This week I’m looking at microstyle and the way in which small bits of copy can make a big impact. Today: making donations less boring.
The inspiration for today’s post is the new Los Angeles Review of Books, “the first major, full-service book review to launch in the 21st century, designed to exploit the latest online technologies in ways that respond to a significantly transformed publishing world.” LARB was founded in response to a serious problem:
The disappearance of the newspaper book review supplement (papers in Atlanta, Boston, Chicago, Des Moines, Los Angeles, New York, San Francisco, Seattle, Washington and elsewhere have shuttered or radically shrunk theirs) has been accompanied by an explosion of titles in the book market. The net result: twenty times as many titles are published each year than were in 1980, and we have one twentieth of the serious book reviews.

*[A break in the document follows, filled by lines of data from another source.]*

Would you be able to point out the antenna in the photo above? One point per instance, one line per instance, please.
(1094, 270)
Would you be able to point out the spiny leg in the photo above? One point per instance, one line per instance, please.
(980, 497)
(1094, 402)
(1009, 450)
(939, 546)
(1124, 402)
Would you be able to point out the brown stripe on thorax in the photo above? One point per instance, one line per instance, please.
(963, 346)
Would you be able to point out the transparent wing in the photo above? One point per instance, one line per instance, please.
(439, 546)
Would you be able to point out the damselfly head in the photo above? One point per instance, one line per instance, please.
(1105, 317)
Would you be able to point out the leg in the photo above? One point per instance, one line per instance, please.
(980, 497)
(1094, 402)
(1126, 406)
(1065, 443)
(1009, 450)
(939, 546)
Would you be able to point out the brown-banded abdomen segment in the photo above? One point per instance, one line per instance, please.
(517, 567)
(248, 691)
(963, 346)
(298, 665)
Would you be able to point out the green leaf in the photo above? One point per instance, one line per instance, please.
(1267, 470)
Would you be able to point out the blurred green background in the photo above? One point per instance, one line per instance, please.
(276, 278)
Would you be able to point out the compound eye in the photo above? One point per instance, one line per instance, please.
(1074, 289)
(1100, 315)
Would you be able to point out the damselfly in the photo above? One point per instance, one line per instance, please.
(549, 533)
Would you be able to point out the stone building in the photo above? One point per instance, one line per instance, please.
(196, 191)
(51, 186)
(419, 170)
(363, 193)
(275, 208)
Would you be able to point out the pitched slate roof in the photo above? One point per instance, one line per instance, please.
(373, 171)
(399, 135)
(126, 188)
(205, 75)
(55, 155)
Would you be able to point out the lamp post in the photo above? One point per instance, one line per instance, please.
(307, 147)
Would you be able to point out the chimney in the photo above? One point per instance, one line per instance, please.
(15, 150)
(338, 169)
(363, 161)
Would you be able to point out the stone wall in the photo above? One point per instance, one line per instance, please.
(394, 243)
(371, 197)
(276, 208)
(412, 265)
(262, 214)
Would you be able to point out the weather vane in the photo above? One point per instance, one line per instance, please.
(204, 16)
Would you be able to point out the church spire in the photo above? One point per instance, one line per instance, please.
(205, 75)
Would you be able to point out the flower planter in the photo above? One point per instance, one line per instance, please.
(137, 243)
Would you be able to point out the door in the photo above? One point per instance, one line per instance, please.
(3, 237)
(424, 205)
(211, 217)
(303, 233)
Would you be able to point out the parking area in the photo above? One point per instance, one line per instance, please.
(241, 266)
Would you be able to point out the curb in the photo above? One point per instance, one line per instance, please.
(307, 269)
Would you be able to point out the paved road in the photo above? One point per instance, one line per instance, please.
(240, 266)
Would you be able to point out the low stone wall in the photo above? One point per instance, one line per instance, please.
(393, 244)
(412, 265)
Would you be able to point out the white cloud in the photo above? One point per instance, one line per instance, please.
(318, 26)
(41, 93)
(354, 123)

LARB intends to be “a largely self-supporting nonprofit institution” that pays “decent rates to our reviewers.” To that end, it’s inviting tax-deductible contributions. Nothing newsworthy here—except for the wording of the home-page prompt (“Help Us Build This Thing!”) and the names of the giving levels.
No “Silver,” “Gold,” and “Platinum” here. No, this online giving page is aimed squarely at its target audience, which cares deeply about books, literary criticism, and a vibrant marketplace of ideas. The giving levels, from plain old “Reader” up to “Founding Reader,” flatter your intelligence while challenging you to think not just about the size of your donation but also about the intensity of your commitment.
I attempted something similar when I worked with Children’s Fairyland, the oldest storybook theme park in the United States, on the language of a new adopt-an-animal campaign. Instead of leaving the donation field open-ended or simply suggesting dollar amounts, I created playful yet appropriate giving levels that suggested “helping our animals”: Companion, Best Friend, Caretaker, Keeper, and Guardian.
It’s easy to default to dollar increments when you create a donation form. But attaching meaningful, relevant names to giving categories transforms the act of contributing into something greater than writing a check or authorizing a funds transfer: it becomes an act of identification with a cause.